Nowadays, under the scrutiny of 10,000 cellphones and the constant pressure to self-promote, celebrities are more likely to display a little dirty laundry themselves, to let you into their homes or sit for "revealing" interviews with interviewers whose celebrity equals their own. But they are revealing only within limits. Because these conversations were taped as deep background over many hours, and not an hour or two of talk to be immediately funneled into a magazine article, there's a certain expansive, fly-on-the-wall informality to them, especially when McDowall is in the room and participating. One would like to have had something of this sort from Elvis Presley or Marilyn Monroe.
What is a revelation, watching thematically selected clips from her films — a small sampling of a filmography where the word "substantial" hardly does justice — is just how good an actor, and a reactor, she was. There is Burton's remark — oft-repeated, by Burton — that when he first acted with her on set he thought she was no good, but when he saw the dailies he was amazed, and it's true that she is wonderfully, intensely alive on film. If you're not paying attention, it can be hard to see, through the capital-S Stardom and the distraction of her features — "It was truly like an eclipse of the sun — it blotted out everybody that was in the office," says MGM producer Sam Marx, for whom a single glimpse was enough to cast her, without testing, in "Lassie Come Home" and the irresistible temptation to play to her looks: "She's 5 foot 5 and 110 pounds of 16-year-old glorious, cover girl beauty," as one early promotional clip describes her. And many of her films, it must be said, did not rise to her talent.
That tension between the public and the personal, between the dreck and the art, is the spine of the film. Taylor hated being "a public utility. I didn't like fame, I don't like the sense of belonging to the public; I like being an actress or trying to be an actress." At the same time, she could be insecure about her acting, especially when paired with Method actors (and good friends) like Montgomery Clift and James Dean. Of her own method, she says, "It's not technique, it's instinct." And yet whatever she did, worked.
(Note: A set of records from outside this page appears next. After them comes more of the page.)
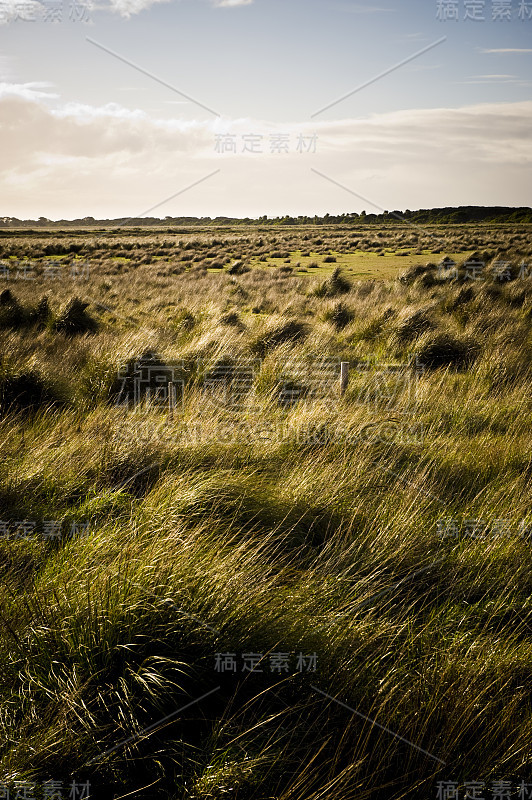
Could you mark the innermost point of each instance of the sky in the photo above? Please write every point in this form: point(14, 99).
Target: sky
point(243, 108)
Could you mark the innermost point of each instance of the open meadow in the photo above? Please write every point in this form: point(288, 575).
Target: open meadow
point(223, 575)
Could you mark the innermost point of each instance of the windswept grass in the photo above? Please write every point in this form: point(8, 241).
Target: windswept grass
point(385, 533)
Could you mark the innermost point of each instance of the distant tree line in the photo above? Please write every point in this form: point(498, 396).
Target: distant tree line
point(435, 216)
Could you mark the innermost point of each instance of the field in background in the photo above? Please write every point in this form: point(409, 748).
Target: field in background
point(223, 578)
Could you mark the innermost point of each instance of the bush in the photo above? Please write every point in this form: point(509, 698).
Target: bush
point(238, 268)
point(24, 391)
point(11, 312)
point(291, 331)
point(415, 272)
point(444, 350)
point(340, 316)
point(413, 326)
point(334, 285)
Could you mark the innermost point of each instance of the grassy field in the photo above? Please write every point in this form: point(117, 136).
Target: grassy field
point(222, 577)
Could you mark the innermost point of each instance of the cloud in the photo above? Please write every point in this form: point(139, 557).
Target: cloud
point(73, 160)
point(126, 8)
point(231, 3)
point(506, 50)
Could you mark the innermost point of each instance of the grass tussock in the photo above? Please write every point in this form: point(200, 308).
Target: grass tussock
point(368, 552)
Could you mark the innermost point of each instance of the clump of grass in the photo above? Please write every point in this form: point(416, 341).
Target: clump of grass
point(24, 390)
point(73, 320)
point(413, 326)
point(238, 268)
point(12, 314)
point(444, 350)
point(291, 331)
point(334, 285)
point(339, 315)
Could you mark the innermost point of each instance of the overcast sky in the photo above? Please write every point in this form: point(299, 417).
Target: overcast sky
point(251, 107)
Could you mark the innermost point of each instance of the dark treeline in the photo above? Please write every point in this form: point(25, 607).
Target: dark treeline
point(437, 216)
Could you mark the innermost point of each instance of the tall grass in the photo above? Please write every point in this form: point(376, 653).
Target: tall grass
point(240, 523)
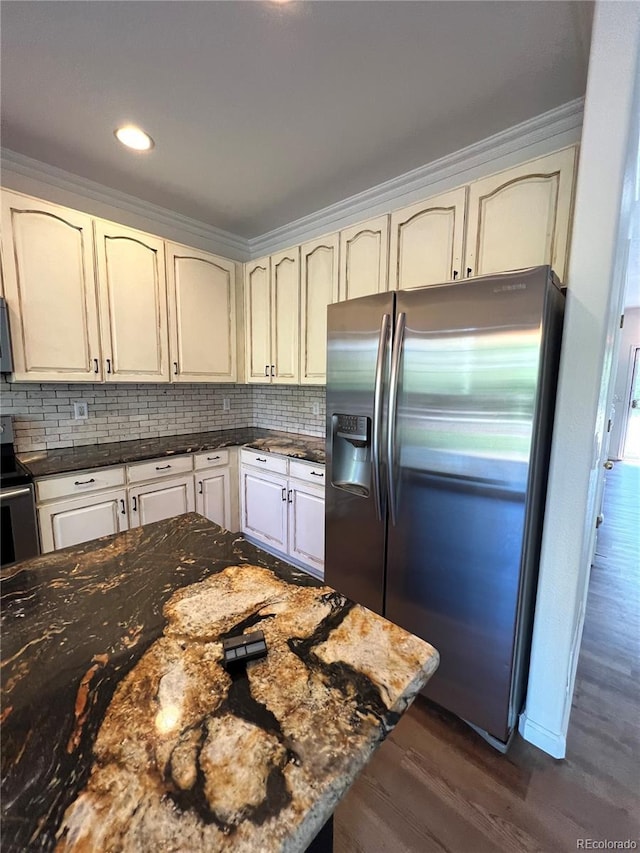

This is neither a complete accounting of the career, nor a prodding journalistic deep dive — though Taylor herself can dive pretty deep. (She likes a man who can dominate her, we learn; she would annoy Todd simply so she could lose the ensuing argument.) All narrators are, to be sure, at least somewhat unreliable, both as regards historical facts and inner states, and "The Lost Tapes" is of course limited by the fact that the tapes run out in Taylor's early thirties; the rest of the story, highly compressed, is carried on by others. But all in all, Burstein's film feels big and perceptive, a love letter to a remarkable, interesting and very human human.